Tuesday, January 27, 2015

These are the days to remember

One of the things I regret about not keeping up this blog is that I’m losing more of my memories of the girls. For example: Maia is so sweet right now. She’s three, almost four, and she plays really well with her big sister, pretending with the My Little Ponies and building coaches and castles with the Legos and imitating Chloe’s drawings, much more sophisticated than Chloe herself was doing at this age. But her laugh is still her baby laugh, and it thrills me to hear it because every time might be the last. And I remember that Chloe’s laugh was never quite like Maia’s, but I don’t remember how it was. When did she transition from her baby laugh to the smarter, fuller, sometimes-slightly-raucous laugh she has now? I don’t remember her first year of preschool, except for some highlights. I don’t remember exactly when Maia became potty-trained. I want to write it down, so I don’t forget it. I spend so much of my time exasperated or anxious or bored with the girls, and I hate that. I want to remember how good they are, even when I can’t feel that way in the moment.

A couple of Maia moments:


Maia dresses up as Elsa almost every day. She and Chloe were Elsa and Anna for Halloween—the warm versions, Elsa at coronation and Anna in her winter dress. Chloe already had an Anna dress-up dress, so I bought Maia an Elsa dress from China off eBay and made them cloaks and headgear (Anna’s hat for Chloe and a yarn wig for Maia). I figured they would enjoy them at Halloween (which they did—they had three or four different Halloween dress-up events and rocked them) and maybe dress up again once or twice and they’d be done. If I’d known Maia would be living in her costume I would have sprung for a handmade dress from Etsy rather than the cheap eBay version. I would also have actually finished the edges of the cloak instead of just cutting them and leaving them. (It’s made of fleece, with some flannel edging fused on, so this was permissible for something that wasn’t going to get a lot of wear.) It was fine through Halloween and a bit beyond, but the edging is suffering now. The dress is holding up very well, however.

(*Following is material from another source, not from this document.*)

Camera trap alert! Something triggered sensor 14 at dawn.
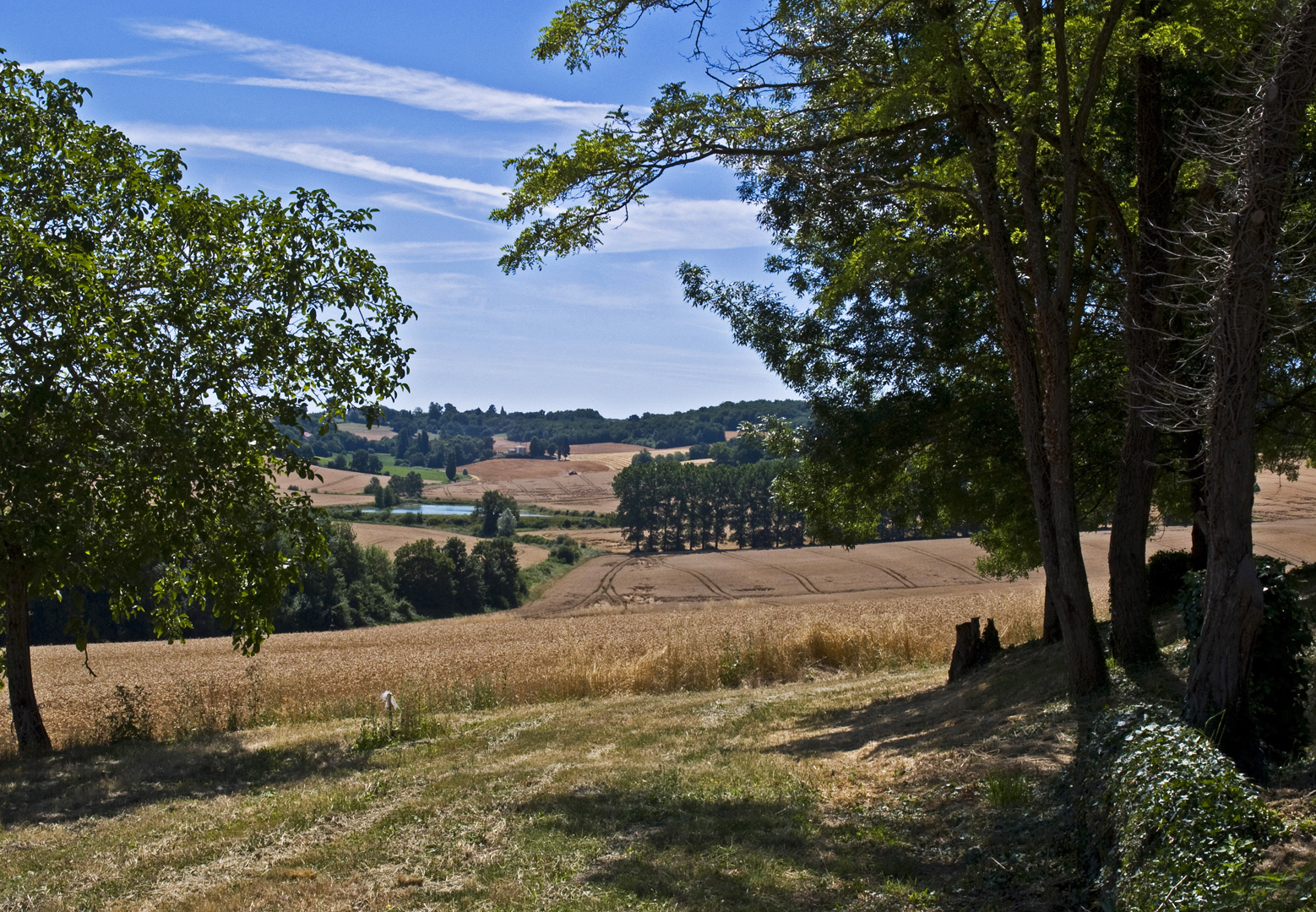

"Can I have my snowflake necklace?" she asked one day while in this getup. "It gives me ice powers!" Then, "But only pretend. I don't really have ice powers."

I'm working from home now, and the girls have yet to internalize that shouting upstairs at me when they want something is no longer going to work. (This isn't so bad when Eric's home; but he teaches one afternoon a week.) Today I got on the phone with someone and heard Chloe yelling "Mom! Mom! Mom!" I slammed the door (which the phone on mute) to respond. Pretty soon came a persistent knocking. I used mute again and yelled, "Go away, I'm on the phone!" I'm a charming mother. When the call was done I went down and explained that they cannot shout at me because I will not answer, and if I don't it is appropriate to silently open the door to see whether I'm on the phone or in a rage-induced seizure. (I didn't say that last part.) Chloe nodded. I returned to work. Sometime later Maia came up and crept to my side. "I came up to ask you something because I knew I wasn't supposed to shout," she said humbly. Then she asked me to take out Twilight Sparkle's ponytail.